There's an initial loading screen when you fire up the game, one when you start a mission, another after the cutscene of the mission, and one more on dying or restart a mission. While the first loading screen as you boot up the game is long, the loading time post-death is longer. From our experience, it clocks in at around three minutes. This is after the game's day one patch.
And though we're happy to report that the patch rectifies most of the game breaking bugs we touched upon in our impressions piece, it's not anywhere close to what it should be right now. Rico does tend to get stuck in walls on occasion, and when coupled with bugs, the aggressive enemy battalions and missile launching helicopters forced us to tolerate Just Cause 3's loading screens longer than what can be considered reasonable.
Furthermore, the game's frame rate is erratic. It manages to hold up in moments of absolute madness, albeit just. Oddly though, it takes a very visible tumble at times when we're simply driving across the countryside. Perhaps the biggest offender is the game's online component. Yes, you can play Just Cause 3 online, but no, not in multiplayer. Instead you'll compete with others in a gigantic leaderboard for a host of challenges such as using the grappling hook to travel the furthest or staying in the air with the wing suit for the longest time.

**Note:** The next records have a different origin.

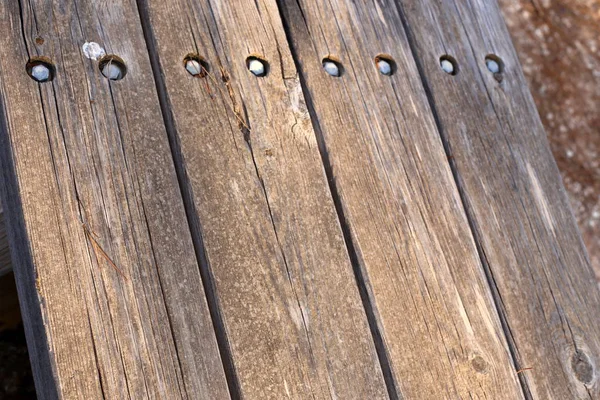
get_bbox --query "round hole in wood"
[375,54,396,76]
[246,55,269,77]
[485,54,504,82]
[25,57,56,83]
[98,54,127,81]
[321,56,344,78]
[183,53,209,78]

At this stage, its implementation is such that the game will try going online the moment you check out its menus even if you have started the game offline. And if you begin the game online and PSN goes down (as it did during Black Friday sales), the game will pause and try reconnecting immediately even if you're in the middle of a cutscene.
In our experience, the best way to play Just Cause 3 was with the Wi-Fi mode on the PS4 disabled and the Ethernet cable unplugged. We're unsure if the PC version is subject to the same concerns but on the PS4 (and the Xbox One, which fares worse according to some reports) it's not the best experience. One could argue that an update or two could alleviate matters but it's not anywhere close to what it should be at launch.
In a game wherein so much rests on smooth technical performance, Just Cause 3 feels like it could have used more time in development. It's an enjoyable romp bogged down by these issues. If you have higher than normal tolerance for long loading times, intrusive online connectivity, and erratic frame rate, you'll find Just Cause 3 worth its day one price tag. For the rest of us, waiting until there's clarity on these problems is advised.
Rating (out of 10): 7
We played a retail copy of Just Cause 3 on the PS4. The game is Rs. 1,499 on PC on disc and Rs. 899 on Steam. On PS4 and Xbox One it's Rs. 3,499.